On Mon, May 6, 2019 at 5:10 PM Steven Rostedt rostedt@goodmis.org wrote:
But the CPU that was rewriting instructions does a run_sync() after removing the int3:
static void run_sync(void) { int enable_irqs;
/* No need to sync if there's only one CPU */ if (num_online_cpus() == 1) return; enable_irqs = irqs_disabled(); /* We may be called with interrupts disabled (on bootup). */ if (enable_irqs) local_irq_enable(); on_each_cpu(do_sync_core, NULL, 1); if (enable_irqs) local_irq_disable();
}
Which sends an IPI to all CPUs to make sure they no longer see the int3.

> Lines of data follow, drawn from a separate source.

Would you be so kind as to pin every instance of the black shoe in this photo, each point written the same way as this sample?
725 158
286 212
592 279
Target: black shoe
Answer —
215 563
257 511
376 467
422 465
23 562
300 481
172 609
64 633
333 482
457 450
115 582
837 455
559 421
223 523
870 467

Duh. I have been looking back and forth in that file, and I was mixing ftrace_modify_code_direct() (which only does a local sync) with ftrace_modify_code() (which does run_sync()). The dangers of moving around by searching for function names.

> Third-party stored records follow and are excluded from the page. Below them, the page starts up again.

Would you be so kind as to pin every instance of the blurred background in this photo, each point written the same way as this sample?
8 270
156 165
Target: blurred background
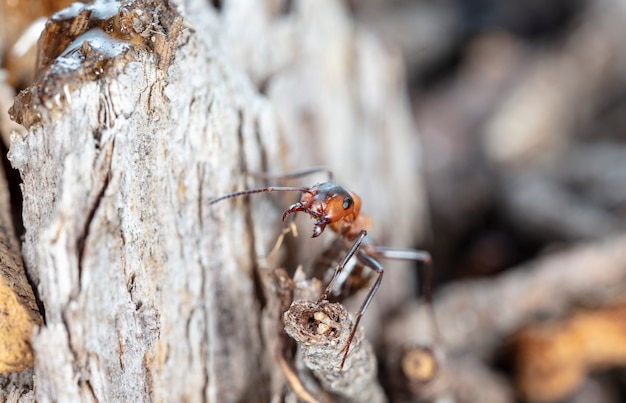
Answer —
521 111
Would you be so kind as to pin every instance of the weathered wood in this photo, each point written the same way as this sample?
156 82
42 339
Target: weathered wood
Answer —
140 115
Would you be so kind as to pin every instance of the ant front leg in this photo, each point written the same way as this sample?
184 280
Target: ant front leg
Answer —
421 257
373 264
341 265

That file is a maze of several functions that are very similarly named and do slightly different things.
But yes, I was looking at the "direct" sequence.

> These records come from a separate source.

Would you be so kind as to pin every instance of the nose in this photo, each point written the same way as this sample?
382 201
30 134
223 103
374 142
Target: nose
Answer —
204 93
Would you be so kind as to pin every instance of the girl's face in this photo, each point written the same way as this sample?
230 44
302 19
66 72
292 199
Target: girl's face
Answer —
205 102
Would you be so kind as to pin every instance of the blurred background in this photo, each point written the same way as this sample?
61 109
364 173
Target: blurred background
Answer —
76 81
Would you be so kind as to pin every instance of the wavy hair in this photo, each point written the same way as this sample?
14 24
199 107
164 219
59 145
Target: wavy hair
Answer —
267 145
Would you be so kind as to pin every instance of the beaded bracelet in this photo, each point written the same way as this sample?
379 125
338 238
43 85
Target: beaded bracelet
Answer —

I think you are missing the run_sync() which is the heavy hammer to make sure all CPUs are in sync. And this is done at each stage:
add int3 run_sync(); update call cite outside of int3 run_sync() remove int3 run_sync()
HPA said that the last run_sync() isn't needed, but I kept it because I wanted to make sure. Looks like your analysis shows that it is needed.
Absolutely. I think we could get rid of it, but yes, to then avoid the race we'd need to be a lot more clever.
Yeah, with the three run_sunc() things, the races I thought it had can't happen.
Linus